Gracias, a ustedes, las personas que me habéis mandado cadenas durante todos estos años:
1: Ya no tomo Coca-Cola desde que descubrí que lo usan para desatascar las cañerías.

2: Ya no voy al cine porque tengo miedo de sentarme en una aguja infectada con el virus del SIDA o alguna otra marciana enfermedad.

3: Huelo a “humanidad” (feromonas naturales) ya que no uso desodorante, gel ni champú porque provocan cáncer.

4: Ya no aparco el coche  en ningún estacionamiento, pues tengo miedo a que me den una muestra gratis de perfume, anestesiante, para luego violarme.

5: Ya no contesto al teléfono porque después voy a recibir un recibo infernal con llamadas a Uganda, Singapur o Tokio.

6: Ya no tomo bebidas industriales por miedo a envenenarme con orín de ratas.

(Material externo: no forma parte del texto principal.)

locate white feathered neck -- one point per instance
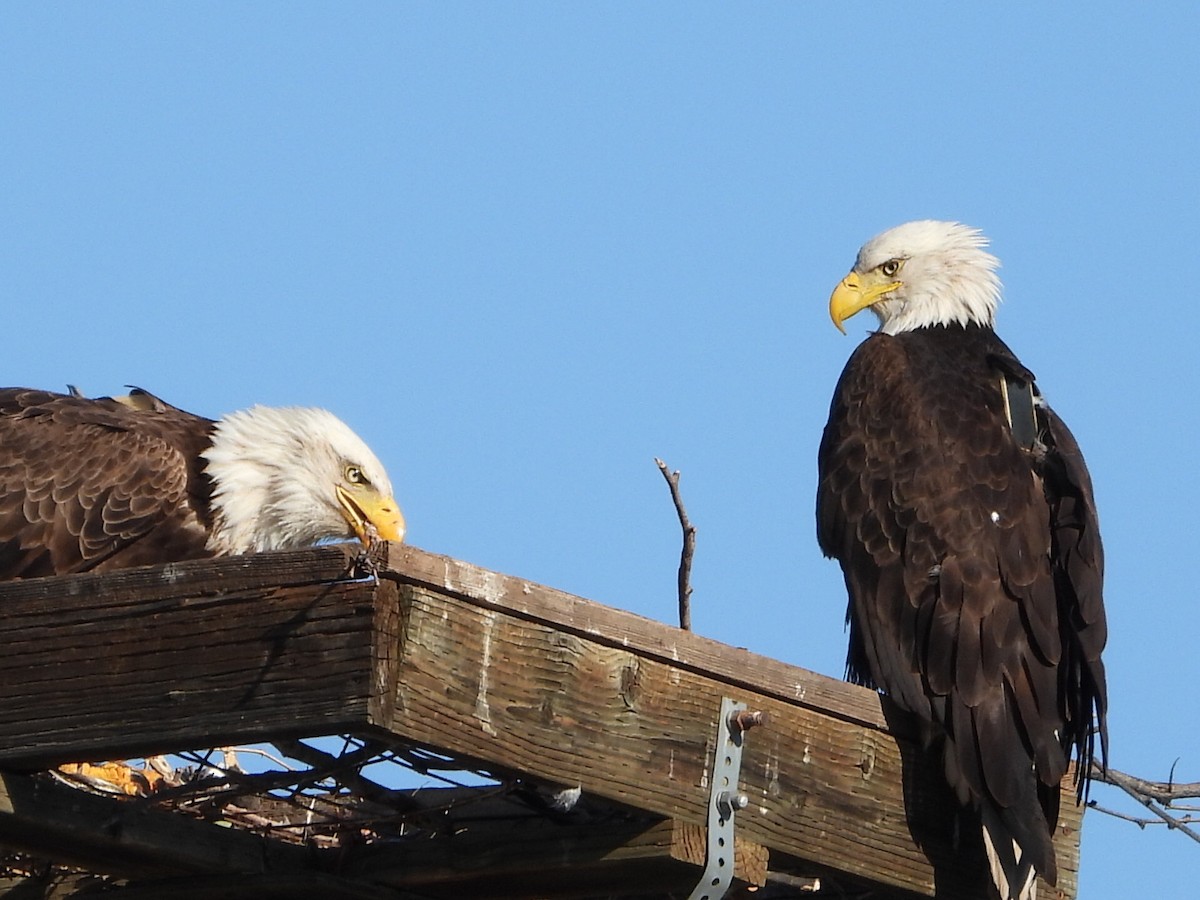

7: Cuando salgo a una discoteca, o a un pub, ya no hablo ni miro a nadie pues tengo miedo de que se me lleven, a un hotel, para drogarme y luego quitarme un riñón para venderlo en el mercado negro.

8: Transferí todos mis ahorros a la cuenta de Amy Bruce, una pobre chiquilla que estuvo enferma más o menos 7.000 veces (qué raro que esa niña tenga siempre 8 años desde 1995…).

9: Mi GSM Nokia gratis nunca llegó, ni las entradas que he ganado para vacaciones pagadas a Disneylandia, ni el plasma de 60 pulgadas…

10: Inscribí mi nombre entre otros 3.000, en una petición, y salvé a una especie de focas en peligro de extinción del Polo Norte (después me enteré de que solo viven en el Polo Sur).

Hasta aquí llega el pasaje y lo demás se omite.